Although the Dartmouth Fact Book provides extensive details on the admissions of different ethnic groups to the College, it does not offer any information at all on how successful these groups are at graduating — which I think is the necessary bookend to admissions data. This omission must be intentional because the administration gathers precisely this data in order to submit it to the NCAA, as do all other colleges and universities with competitive athletic programs.

The College energetically recruits Native Americans (a group more frequently called American Indians beyond the Hanover Plain; see the NCAA form below, too) to come to Hanover: members of different tribes currently constitute 4-5% of each incoming class. However, six years after matriculating, only a little more than three quarters (77%) of these students have received a degree — a result below the College average.

Grad Rates.jpg

These figures have only varied slightly since 2001.
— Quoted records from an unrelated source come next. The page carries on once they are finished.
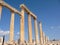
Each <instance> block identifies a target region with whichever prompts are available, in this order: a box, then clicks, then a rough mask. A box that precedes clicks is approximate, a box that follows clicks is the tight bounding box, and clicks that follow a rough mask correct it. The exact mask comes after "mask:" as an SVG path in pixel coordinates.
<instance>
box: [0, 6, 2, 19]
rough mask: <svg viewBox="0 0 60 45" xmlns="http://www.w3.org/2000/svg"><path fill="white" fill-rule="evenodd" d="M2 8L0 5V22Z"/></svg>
mask: <svg viewBox="0 0 60 45" xmlns="http://www.w3.org/2000/svg"><path fill="white" fill-rule="evenodd" d="M1 13H2V6H1V5H0V20H1Z"/></svg>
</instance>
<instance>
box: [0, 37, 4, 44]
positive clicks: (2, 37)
mask: <svg viewBox="0 0 60 45" xmlns="http://www.w3.org/2000/svg"><path fill="white" fill-rule="evenodd" d="M2 42H3V37H0V45H2Z"/></svg>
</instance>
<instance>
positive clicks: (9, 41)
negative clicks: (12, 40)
mask: <svg viewBox="0 0 60 45" xmlns="http://www.w3.org/2000/svg"><path fill="white" fill-rule="evenodd" d="M7 45H16V42H15V41H12V42H10V41H9V42H7Z"/></svg>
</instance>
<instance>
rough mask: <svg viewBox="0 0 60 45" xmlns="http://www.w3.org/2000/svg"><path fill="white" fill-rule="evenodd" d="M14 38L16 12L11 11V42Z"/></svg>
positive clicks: (10, 40)
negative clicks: (14, 20)
mask: <svg viewBox="0 0 60 45" xmlns="http://www.w3.org/2000/svg"><path fill="white" fill-rule="evenodd" d="M13 40H14V12H13V11H12V12H11V21H10V42H12V41H13Z"/></svg>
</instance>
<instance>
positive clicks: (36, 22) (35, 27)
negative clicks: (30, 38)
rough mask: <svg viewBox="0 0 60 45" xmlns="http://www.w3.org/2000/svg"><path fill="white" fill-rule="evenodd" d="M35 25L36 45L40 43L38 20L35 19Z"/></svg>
mask: <svg viewBox="0 0 60 45" xmlns="http://www.w3.org/2000/svg"><path fill="white" fill-rule="evenodd" d="M34 27H35V41H36V45H38V43H39V42H38V26H37V20H36V19H34Z"/></svg>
Grad Rates Ivies.jpgDartmouth could do better here. If the College is going to make special efforts to recruit certain students in furtherance of our historical mission, it should make equally concerted efforts to ensure that they graduate. It is time to re-establish our commitment to the Charter; extra academic advising and other resources could help American Indians graduate as frequently as members of other groups. And overall, the College should look at why, according to an AEI study, 7% of all students have failed to earn a degree six years after matriculating.

Note: Curiously, the figures in the AEI study, and the statistics that the College submits to the NCAA, diverge slightly.

Addendum: The goal of the NCAA’s data gathering in this instance is to study the graduation rate of students receiving athletic scholarships. Dartmouth offers neither athletic nor merit-based scholarships, so the College provides no information at all to the NCAA on the graduation rate of, for example, our football players. However, Coach Teevens informs me that in his five years here he has had but a single player transfer to another school and only one in academic difficulty, a student who is still working to finish his degree. Otherwise all of his players have graduated, most of them after four years — undoubtedly with a future Treasury Secretary and General Electric CEO among them.